De giststam die de reporterconstructen draagt ​​die schematisch in figuur 1 zijn afgebeeld, werd getransformeerd met plasmiden die de in figuur 2 aangegeven pol II- en pol III-transcriptiefactoren tot expressie brengen. Activering van de SNR6 reportergen werd gevolgd door aliquots van deze gistculturen te spotten op zowel permissieve (−Leu −Trp SD) als niet-permissieve (−Leu −Trp SD + 5-FOA) platen om te selecteren op die cellen die de episomale kopie van SNR6 . Expressie van de pol III-transcriptiefactor τ138 zonder de Gal4p DBD-groep veroorzaakte geen activering van de UAS G - SNR6 (Figuur 2A) of van de lacZ (Figuur 2B) reportergenen. Expressie van de pol II transcriptionele activator Lex-AD sterk geactiveerd lacZ genexpressie (Figuur 2B), maar activeerde de expressie van de UAS . niet G - SNR6 gen (Figuur 2A). Expressie van de Gal4DBD-τ138 fusie-eiwit geactiveerde transcriptie van de UAS G - SNR6 gen (Figuur 2A), maar niet van de lacZ reportergen (Figuur 2B). Het combineren van de pol II (Lex-AD) en de pol III (Gal4DBD-τ138) activatoren had een licht maar reproduceerbaar negatief effect op hun activiteiten. Ze waren echter in staat om expressie van hun respectievelijke reportergenen te induceren, ook wanneer ze gelijktijdig aanwezig waren op het reporter-DNA (Figuur 2A en B). In een controle-experiment hebben we de groei gevolgd op 5-FOA-platen van een isogene stam die een reporterconstruct draagt ​​zonder de UAS G - SNR6 gen, maar verder alle andere hierboven beschreven sequenties draagt. Figuur 2C laat zien dat geen van de tot expressie gebrachte transcriptiefactoren de groei van deze giststam stimuleerde op platen die 5-FOA bevatten, wat erop wijst dat selectieve groei van cellen die het volledige reporterconstruct dragen een direct effect was van de activering van de reporter SNR6 gen. Deze resultaten laten zien dat de divergent georiënteerde genen functioneel zijn, zelfs wanneer beide polymerasen worden geactiveerd, en dat de pol II-activator de genexpressie van het pol III-reportergen niet direct beïnvloedde en vice versa.

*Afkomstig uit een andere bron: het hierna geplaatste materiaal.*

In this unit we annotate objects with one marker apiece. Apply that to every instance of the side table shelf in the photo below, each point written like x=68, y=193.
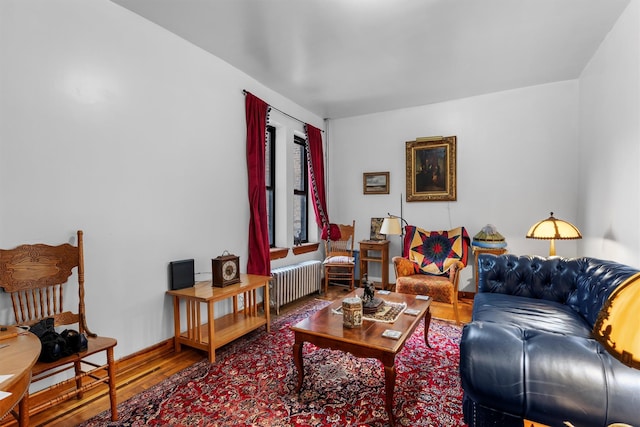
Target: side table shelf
x=214, y=333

De afstand tussen de Gal4DBD-τ138-bindende UAS G element en de SNR6 gen op het basisreporterconstruct (Figuur 1) werd stapsgewijs verhoogd door een DNA-fragment van 100, 200 of 400 bp tussen deze twee sequenties te introduceren (Figuur 3A). Vervolgens hebben we het niveau van getest SNR6 en β-galactosidase transcriptionele activering van deze pol III-reporterconstructen in aanwezigheid van Gal4DBD-τ138, Lex-AD of de combinatie van Gal4DBD-τ138 en Lex-AD, en vergeleken met het activeringsniveau van de spacerloze UAS G - SNR6 . Het stapsgewijs vergroten van de afstand tussen de UAS G element en de SNR6 gen leidde tot een snelle daling van SNR6 expressie zoals gevolgd door primer-extensie-assays (Figuur 3B en C). Activering van de lacZ gen door de pol II-activator Lex-AD werd slechts verminderd tot -60% van de oorspronkelijke activiteit door de insertie van het 200 bp spacer-DNA (Figuur 3D, middelste en rechter paneel). We hebben getest of de verminderde SNR6 expressie, veroorzaakt door het verplaatsen van de UAS G element verder stroomafwaarts van SNR6 , kan worden gered door een pol II-activator die is gekoppeld aan de externe versterker. We hebben waargenomen dat cellen die de spacer-reporterconstructen van 100 en 200 bp droegen, maar niet de cellen die het spacerloze construct droegen, hoger vertoonden (reporter) SNR6 transcriptieniveaus wanneer gecotransformeerd met Gal4DBD-τ138 en de pol II-activator Lex-AD dan wanneer getransformeerd met Gal4DBD-τ138 alleen (vergelijk 'geen spacer' in Figuur 3B, lanen 1 en 5, '100 bp spacer' lanen 2 en 6, '200 bp spacer' lanen 3 en 7, en figuur 4B). Figuur 3C plot de SNR6 uitdrukking als functie van de afstand tussen de verslaggever SNR6 en de UAS G element. De co-expressie van Gal4DBD-τ138 en Lex-AD nam toe SNR6 expressie alleen op afstanden (100 en 200 bp) waarop Lex-AD in staat was de te activeren lacZ gen. Deze resultaten laten zien dat het helpende effect van de pol II-activator Lex-AD op de werking van Gal4DBD-τ138 alleen optrad in het geval van de grotere afstand tussen de bindingsplaatsen voor dit eiwit en de SNR6 volgorde. Het helpende effect werd niet waargenomen wanneer de bindingsplaatsen voor Gal4DBD-τ138 proximaal van het pol III-gen waren.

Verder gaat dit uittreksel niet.